The circuit breaker rule was originally approved in June for application to stocks in the S&P 500 Index. Under the circuit breaker rule, trading in a security is paused for a five-minute period if the security experiences a 10 percent price change over the preceding five minutes.
In addition to the expansion, the SEC also approved new FINRA rules designed to provide objective guidance for striking erroneous trades:
For stocks that are subject to the circuit breaker program, trades will be broken at specified levels depending on the stock price:
- Stocks priced $25 or less - trades will be broken if the trades are at least 10% away from the circuit breaker trigger price.
- Stocks priced more than $25 to $50 - trades will be broken if they are 5% away from the circuit breaker trigger price.
- Stocks priced more than $50 - trades will be broken if they are 3% away from the circuit breaker trigger price.
Where circuit breakers are not applicable, trades will be broken at specified levels for events involving multiple stocks depending on how many stocks are involved:
- Events involving between five and 20 stocks - trades will be broken that are at least 10% away from the “reference price,” typically the last sale price before pricing was disrupted.

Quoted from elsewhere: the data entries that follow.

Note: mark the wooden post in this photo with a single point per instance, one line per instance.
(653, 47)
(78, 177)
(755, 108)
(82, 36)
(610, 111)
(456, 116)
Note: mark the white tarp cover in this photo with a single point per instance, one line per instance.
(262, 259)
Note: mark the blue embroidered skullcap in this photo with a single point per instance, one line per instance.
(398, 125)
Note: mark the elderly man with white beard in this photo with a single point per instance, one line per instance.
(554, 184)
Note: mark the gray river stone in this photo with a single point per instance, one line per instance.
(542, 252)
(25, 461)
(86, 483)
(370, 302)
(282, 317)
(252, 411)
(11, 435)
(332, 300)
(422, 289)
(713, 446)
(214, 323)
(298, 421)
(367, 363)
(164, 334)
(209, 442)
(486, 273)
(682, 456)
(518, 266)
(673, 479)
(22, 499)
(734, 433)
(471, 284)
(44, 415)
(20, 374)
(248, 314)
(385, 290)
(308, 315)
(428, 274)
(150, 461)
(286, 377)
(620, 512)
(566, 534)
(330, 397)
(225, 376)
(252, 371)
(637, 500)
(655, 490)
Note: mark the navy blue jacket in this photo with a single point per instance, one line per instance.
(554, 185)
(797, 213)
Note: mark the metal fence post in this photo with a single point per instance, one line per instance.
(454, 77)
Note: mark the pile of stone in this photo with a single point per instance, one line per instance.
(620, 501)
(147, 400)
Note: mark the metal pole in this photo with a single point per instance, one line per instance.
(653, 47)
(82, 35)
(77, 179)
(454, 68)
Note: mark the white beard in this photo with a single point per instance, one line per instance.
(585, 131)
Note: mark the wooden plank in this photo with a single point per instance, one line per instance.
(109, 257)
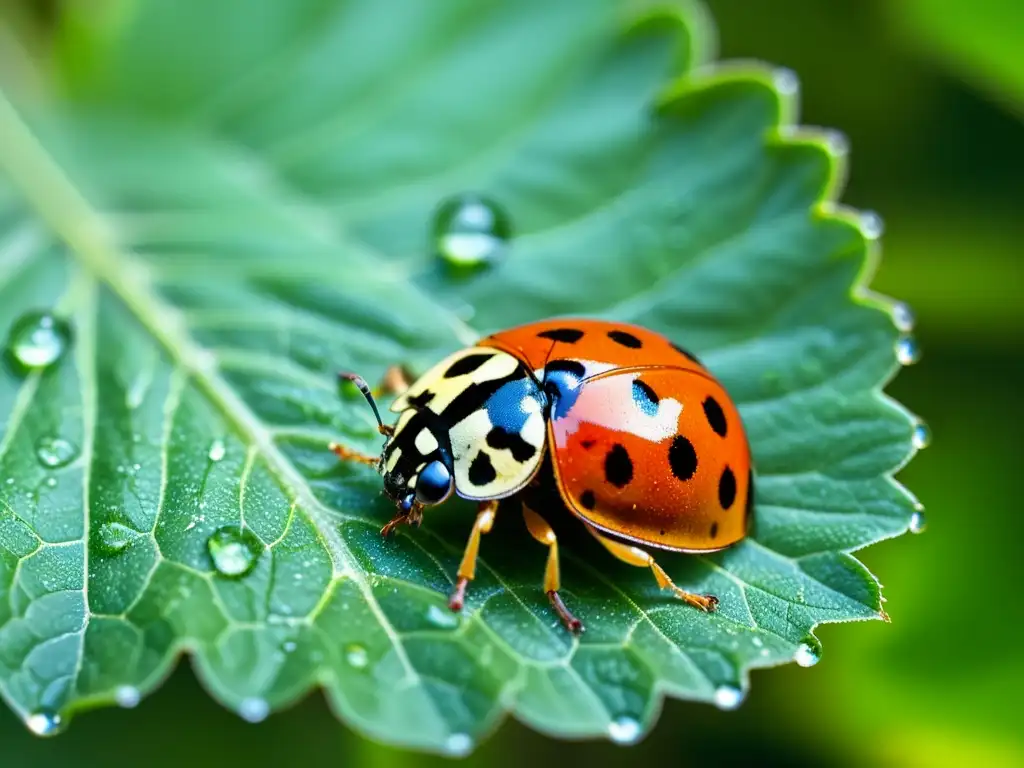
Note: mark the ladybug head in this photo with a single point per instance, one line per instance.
(414, 479)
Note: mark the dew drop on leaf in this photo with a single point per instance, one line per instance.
(871, 224)
(115, 537)
(43, 722)
(217, 451)
(907, 351)
(458, 744)
(127, 696)
(728, 696)
(356, 656)
(918, 521)
(233, 550)
(470, 231)
(808, 652)
(37, 340)
(54, 452)
(441, 617)
(254, 710)
(624, 730)
(903, 317)
(922, 436)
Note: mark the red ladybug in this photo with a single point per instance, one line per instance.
(646, 446)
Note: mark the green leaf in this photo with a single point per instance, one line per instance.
(979, 40)
(231, 205)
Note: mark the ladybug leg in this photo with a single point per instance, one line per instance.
(541, 530)
(636, 556)
(395, 381)
(484, 519)
(347, 455)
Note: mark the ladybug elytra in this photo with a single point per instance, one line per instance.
(646, 446)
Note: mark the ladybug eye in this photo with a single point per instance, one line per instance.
(434, 483)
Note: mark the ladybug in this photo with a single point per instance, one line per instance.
(645, 444)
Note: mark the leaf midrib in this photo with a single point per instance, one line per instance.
(59, 204)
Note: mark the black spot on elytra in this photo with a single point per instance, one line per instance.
(467, 365)
(626, 339)
(716, 417)
(687, 354)
(521, 451)
(617, 466)
(481, 471)
(682, 458)
(421, 399)
(727, 488)
(645, 397)
(566, 335)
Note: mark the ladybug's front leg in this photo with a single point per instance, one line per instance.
(484, 519)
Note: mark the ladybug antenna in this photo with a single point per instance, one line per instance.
(365, 388)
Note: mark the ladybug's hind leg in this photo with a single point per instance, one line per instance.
(467, 569)
(636, 556)
(542, 531)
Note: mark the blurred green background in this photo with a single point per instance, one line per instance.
(931, 95)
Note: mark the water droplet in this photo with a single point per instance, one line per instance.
(922, 436)
(728, 696)
(918, 521)
(837, 142)
(903, 317)
(37, 340)
(356, 655)
(808, 652)
(43, 722)
(54, 452)
(233, 550)
(115, 538)
(441, 616)
(624, 730)
(217, 451)
(907, 351)
(127, 696)
(458, 744)
(871, 224)
(470, 231)
(254, 710)
(785, 81)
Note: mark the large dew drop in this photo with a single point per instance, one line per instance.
(470, 231)
(254, 710)
(808, 652)
(44, 723)
(922, 435)
(114, 538)
(37, 340)
(918, 521)
(907, 351)
(233, 550)
(54, 452)
(625, 730)
(356, 656)
(728, 696)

- Events involving more than 20 stocks - trades will be broken that are at least 30% away from the reference price.
These new rules were designed in response to the disruption of May 6, and will be in effect on a pilot basis through Dec. 10, 2010.

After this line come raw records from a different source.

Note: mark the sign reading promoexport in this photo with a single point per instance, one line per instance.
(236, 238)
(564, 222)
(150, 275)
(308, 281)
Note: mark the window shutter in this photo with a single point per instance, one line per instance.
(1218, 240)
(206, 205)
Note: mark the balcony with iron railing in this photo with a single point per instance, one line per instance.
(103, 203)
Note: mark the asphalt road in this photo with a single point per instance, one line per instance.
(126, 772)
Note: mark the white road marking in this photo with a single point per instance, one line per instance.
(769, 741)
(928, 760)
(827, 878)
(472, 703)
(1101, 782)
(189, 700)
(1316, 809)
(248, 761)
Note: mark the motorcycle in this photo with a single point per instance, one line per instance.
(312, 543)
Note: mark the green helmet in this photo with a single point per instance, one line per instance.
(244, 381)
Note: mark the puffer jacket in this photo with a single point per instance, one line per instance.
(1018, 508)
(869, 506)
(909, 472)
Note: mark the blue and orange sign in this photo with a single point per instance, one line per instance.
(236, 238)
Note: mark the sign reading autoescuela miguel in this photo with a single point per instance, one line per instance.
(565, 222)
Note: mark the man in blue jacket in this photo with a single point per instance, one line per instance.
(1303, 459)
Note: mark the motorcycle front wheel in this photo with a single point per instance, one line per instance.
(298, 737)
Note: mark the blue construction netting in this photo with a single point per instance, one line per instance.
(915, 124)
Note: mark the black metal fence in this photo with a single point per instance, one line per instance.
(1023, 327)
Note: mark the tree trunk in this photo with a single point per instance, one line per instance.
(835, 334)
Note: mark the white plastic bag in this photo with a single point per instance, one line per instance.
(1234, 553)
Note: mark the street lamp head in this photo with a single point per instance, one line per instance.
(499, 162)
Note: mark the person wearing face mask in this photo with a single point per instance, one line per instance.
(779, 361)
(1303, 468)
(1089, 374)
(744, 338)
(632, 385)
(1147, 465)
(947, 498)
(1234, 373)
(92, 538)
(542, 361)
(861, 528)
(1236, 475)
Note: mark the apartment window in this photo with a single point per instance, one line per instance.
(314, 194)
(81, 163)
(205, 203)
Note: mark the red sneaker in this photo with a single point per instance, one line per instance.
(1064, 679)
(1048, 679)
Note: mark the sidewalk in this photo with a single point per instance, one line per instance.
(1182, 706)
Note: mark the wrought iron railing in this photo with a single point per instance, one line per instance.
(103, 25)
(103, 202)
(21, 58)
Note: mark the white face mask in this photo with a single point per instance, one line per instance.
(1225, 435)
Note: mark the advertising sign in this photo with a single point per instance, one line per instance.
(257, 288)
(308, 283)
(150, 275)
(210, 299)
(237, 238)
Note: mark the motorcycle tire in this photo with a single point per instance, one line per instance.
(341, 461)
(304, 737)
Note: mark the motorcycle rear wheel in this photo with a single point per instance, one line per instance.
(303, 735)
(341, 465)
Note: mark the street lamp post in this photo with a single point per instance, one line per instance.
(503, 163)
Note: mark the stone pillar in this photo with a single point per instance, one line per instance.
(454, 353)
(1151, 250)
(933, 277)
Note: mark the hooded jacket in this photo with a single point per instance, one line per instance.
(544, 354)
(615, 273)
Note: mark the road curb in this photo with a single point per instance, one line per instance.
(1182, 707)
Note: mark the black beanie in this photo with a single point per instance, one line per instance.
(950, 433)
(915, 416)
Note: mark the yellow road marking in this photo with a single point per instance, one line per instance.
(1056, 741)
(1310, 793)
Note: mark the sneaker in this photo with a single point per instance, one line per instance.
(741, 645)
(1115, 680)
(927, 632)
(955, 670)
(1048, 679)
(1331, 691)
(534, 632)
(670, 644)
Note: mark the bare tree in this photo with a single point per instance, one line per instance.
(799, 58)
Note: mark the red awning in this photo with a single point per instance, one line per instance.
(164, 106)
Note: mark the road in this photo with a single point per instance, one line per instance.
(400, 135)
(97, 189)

As the SEC continues to consider policy responses to the May 6 "flash crash," Senator Charles Schumer (D-NY) sent a letter earlier this week to Chairman of the SEC Mary Schapiro urging the SEC to consider adopting new rules to “slow down” high-frequency trading during periods of high market volatility, and proposed curbs on particular techniques. Senator Schumer also suggested that the SEC adopt restrictions on certain techniques such as such as “quote stuffing” and sub-penny pricing.